Tardigrade reproduction

Although Water Bears have both males and females, many species can reproduce by parthenogenesis where males are not necessary, and they would then produce only daughter Tardigrades. Presumably this is another amazing survival mechanism they possess.

Water Bears lay eggs and these are laid into the cuticle of the female at the time of moulting. In many species they stay there to develop but other types attach the eggs to the substrate they are living on.

The eggs hatch in less than 14 days and the baby Water Bears have the total number of cells they will need as adults. The tiny animals grow larger not in the usual way of cell division but by the thousands of cells they have all enlarging in a process known as hypertrophy.


Echiniscus species illustration in Public Domain
Echiniscus species illustration in Public Domain

The water bear (tardigrade), the most extreme animal on our planet

Super Powers of the tiny Water Bear

Water Bears truly have super powers by our standards. They go into a state of suspended animation and dormancy when less than 0.01% of normal body metabolism is in operation. In other words they are very nearly dead!

They have been known to survive being heated for a few minutes to as high as 151 °C (424 K), and at the other extreme, being chilled for days at -200 °C (73 K), and even for a few minutes at -272 °C (just ~1 degree aboveabsolute zero)

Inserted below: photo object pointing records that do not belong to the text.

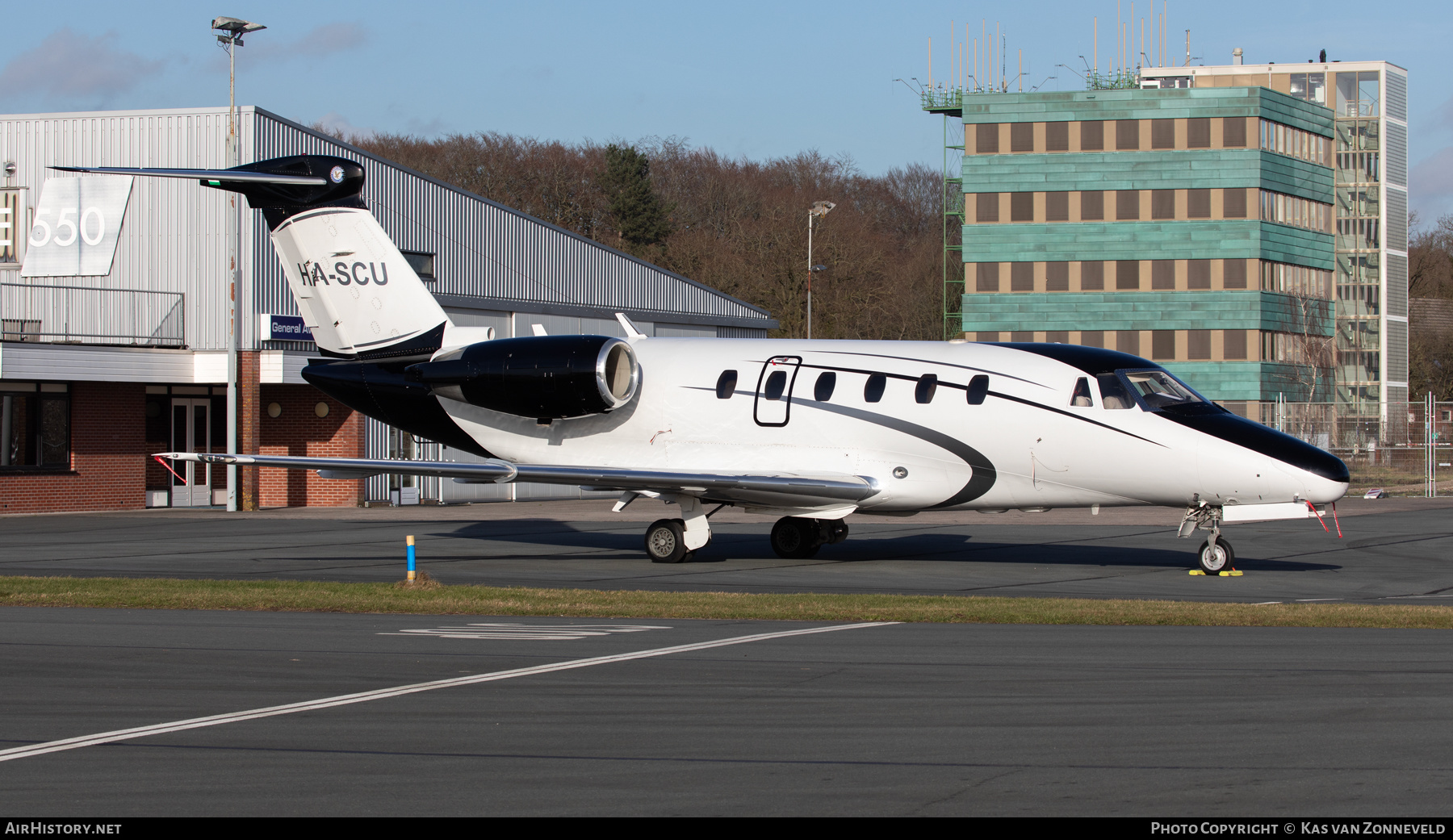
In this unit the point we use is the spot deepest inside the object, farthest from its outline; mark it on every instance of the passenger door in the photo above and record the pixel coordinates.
(773, 401)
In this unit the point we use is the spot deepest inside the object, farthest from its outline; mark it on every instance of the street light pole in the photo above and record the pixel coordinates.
(819, 211)
(234, 29)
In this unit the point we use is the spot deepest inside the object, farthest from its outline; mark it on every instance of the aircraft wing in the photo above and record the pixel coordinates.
(769, 490)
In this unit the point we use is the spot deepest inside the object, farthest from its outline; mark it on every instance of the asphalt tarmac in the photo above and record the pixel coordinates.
(900, 720)
(1392, 550)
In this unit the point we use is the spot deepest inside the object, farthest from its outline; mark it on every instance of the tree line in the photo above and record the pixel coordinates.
(1430, 275)
(734, 224)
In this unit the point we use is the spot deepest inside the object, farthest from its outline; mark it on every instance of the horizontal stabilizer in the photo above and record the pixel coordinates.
(218, 175)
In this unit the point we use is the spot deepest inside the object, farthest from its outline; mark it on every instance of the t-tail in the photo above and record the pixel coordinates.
(355, 290)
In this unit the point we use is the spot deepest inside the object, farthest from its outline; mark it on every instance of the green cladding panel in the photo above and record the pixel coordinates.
(1170, 240)
(1229, 310)
(1183, 169)
(1171, 103)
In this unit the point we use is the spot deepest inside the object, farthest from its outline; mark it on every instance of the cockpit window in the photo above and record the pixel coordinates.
(1113, 393)
(1160, 390)
(726, 384)
(1082, 395)
(777, 384)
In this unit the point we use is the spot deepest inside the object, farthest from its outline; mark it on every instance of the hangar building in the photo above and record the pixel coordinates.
(108, 364)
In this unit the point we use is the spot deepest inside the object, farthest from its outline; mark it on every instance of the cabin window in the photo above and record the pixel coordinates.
(1082, 397)
(926, 388)
(873, 390)
(823, 391)
(1113, 393)
(777, 384)
(726, 384)
(978, 390)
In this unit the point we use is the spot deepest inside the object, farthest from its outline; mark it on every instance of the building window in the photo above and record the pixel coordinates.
(1198, 132)
(1198, 275)
(1057, 136)
(1162, 204)
(1126, 275)
(1162, 345)
(1022, 137)
(1126, 134)
(986, 207)
(1020, 207)
(1358, 94)
(1235, 345)
(1234, 131)
(1057, 207)
(1233, 204)
(986, 138)
(1309, 86)
(1295, 143)
(1234, 274)
(1198, 204)
(1162, 274)
(987, 279)
(1057, 278)
(1198, 345)
(1022, 278)
(36, 424)
(1162, 134)
(423, 265)
(1126, 204)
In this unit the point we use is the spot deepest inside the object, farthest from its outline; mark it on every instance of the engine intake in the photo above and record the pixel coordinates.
(542, 377)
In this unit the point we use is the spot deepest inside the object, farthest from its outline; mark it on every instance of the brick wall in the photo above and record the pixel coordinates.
(108, 457)
(298, 431)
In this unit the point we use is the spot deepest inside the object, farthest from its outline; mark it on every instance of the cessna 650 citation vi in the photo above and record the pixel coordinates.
(806, 431)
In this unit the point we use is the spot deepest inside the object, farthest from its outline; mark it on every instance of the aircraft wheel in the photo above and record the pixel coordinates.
(664, 541)
(1213, 560)
(795, 538)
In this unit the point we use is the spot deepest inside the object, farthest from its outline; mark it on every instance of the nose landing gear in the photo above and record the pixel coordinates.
(1215, 554)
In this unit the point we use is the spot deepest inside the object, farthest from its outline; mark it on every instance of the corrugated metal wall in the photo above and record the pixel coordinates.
(172, 236)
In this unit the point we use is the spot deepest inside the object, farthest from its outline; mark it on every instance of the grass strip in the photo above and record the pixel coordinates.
(383, 598)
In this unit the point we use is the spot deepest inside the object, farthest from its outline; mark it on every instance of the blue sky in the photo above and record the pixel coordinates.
(748, 79)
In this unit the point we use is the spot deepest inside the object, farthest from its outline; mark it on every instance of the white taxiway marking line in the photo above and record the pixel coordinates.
(399, 691)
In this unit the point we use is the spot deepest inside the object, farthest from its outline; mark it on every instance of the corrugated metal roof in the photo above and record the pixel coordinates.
(496, 253)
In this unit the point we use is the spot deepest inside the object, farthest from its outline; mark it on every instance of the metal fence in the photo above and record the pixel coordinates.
(1402, 448)
(89, 316)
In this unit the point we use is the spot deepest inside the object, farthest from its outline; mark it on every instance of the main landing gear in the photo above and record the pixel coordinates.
(677, 540)
(1215, 554)
(799, 538)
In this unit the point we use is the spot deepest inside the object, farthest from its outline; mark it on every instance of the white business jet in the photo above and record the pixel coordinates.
(806, 431)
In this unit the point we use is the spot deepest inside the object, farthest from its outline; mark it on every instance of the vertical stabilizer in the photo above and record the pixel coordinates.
(354, 286)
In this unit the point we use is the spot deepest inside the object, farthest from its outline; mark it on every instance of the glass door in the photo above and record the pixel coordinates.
(192, 432)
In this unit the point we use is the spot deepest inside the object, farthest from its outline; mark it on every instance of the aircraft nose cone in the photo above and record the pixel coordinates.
(1271, 442)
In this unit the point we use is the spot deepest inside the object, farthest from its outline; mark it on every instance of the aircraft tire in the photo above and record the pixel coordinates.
(795, 538)
(666, 541)
(1220, 560)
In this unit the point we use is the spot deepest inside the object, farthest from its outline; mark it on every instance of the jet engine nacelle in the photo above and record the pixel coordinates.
(542, 377)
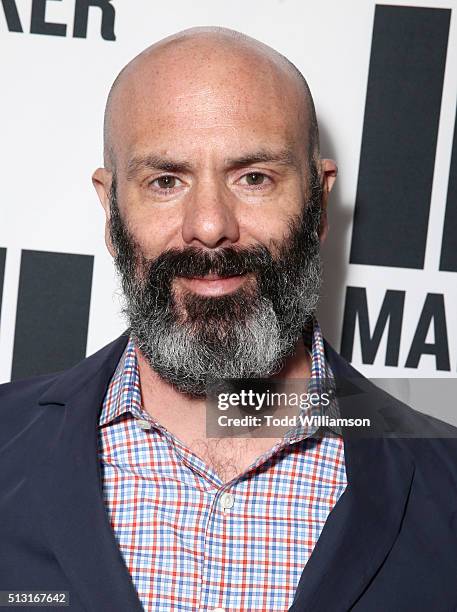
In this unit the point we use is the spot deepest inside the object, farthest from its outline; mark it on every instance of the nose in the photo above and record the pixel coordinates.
(210, 216)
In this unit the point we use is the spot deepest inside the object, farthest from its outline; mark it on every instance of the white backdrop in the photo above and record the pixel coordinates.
(53, 95)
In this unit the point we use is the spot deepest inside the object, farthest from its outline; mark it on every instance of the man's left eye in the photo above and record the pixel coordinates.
(255, 179)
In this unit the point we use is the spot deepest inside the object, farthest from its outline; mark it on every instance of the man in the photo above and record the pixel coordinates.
(215, 198)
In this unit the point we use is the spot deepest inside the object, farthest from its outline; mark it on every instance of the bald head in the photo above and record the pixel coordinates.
(208, 59)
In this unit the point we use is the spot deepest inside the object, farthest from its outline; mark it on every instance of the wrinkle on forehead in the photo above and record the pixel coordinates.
(209, 73)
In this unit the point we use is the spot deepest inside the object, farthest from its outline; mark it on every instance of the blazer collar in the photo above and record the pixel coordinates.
(364, 524)
(66, 487)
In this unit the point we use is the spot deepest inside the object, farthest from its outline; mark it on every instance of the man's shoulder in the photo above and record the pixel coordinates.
(398, 417)
(20, 400)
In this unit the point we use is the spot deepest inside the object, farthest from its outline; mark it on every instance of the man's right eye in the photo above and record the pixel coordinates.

Water Bears can withstand fantastic pressure extremes. They can survive extremely low pressures including the vacuum of space and equally high pressures more that 1,200 times that of atmospheric pressure. It is said that they can also live after being subjected to pressures of 6,000 atmospheres, which is six times the pressures in the Mariana Trench in the deepest part of the oceans.

In extremely low temperatures Water Bears can lose most of their body water down to just 3%. This enables them to withstand being frozen.

In September 2007, Water Bears were sent into low Earth orbit on the FOTON-M3 mission and endured being exposed to the vacuum of space for a period of 10 days. After being rehydrated back on Earth it was found that as many as 68% survived of the specimens that had been protected from UV solar radiation, and a small number withstood being exposed to full UV solar radiation without any protection. More recently in November 2011, Water Bears were among organisms sent on the Russian Fobos-Grunt Mission to Phobos, which is one of the moons of Mars.

Their ability to withstand radiation exposure is phenomenal too. Water Bears can tolerate being exposed to 6,200 Gy (Gray units) of heavy ions, whilst only 5 to 10 Gy would kill a human being.

With these extraordinary survival abilities that Water Bears have it is obvious they will be around no matter what disasters happen here! Yet these tiny little animals that live all over the world remain unknown to most people!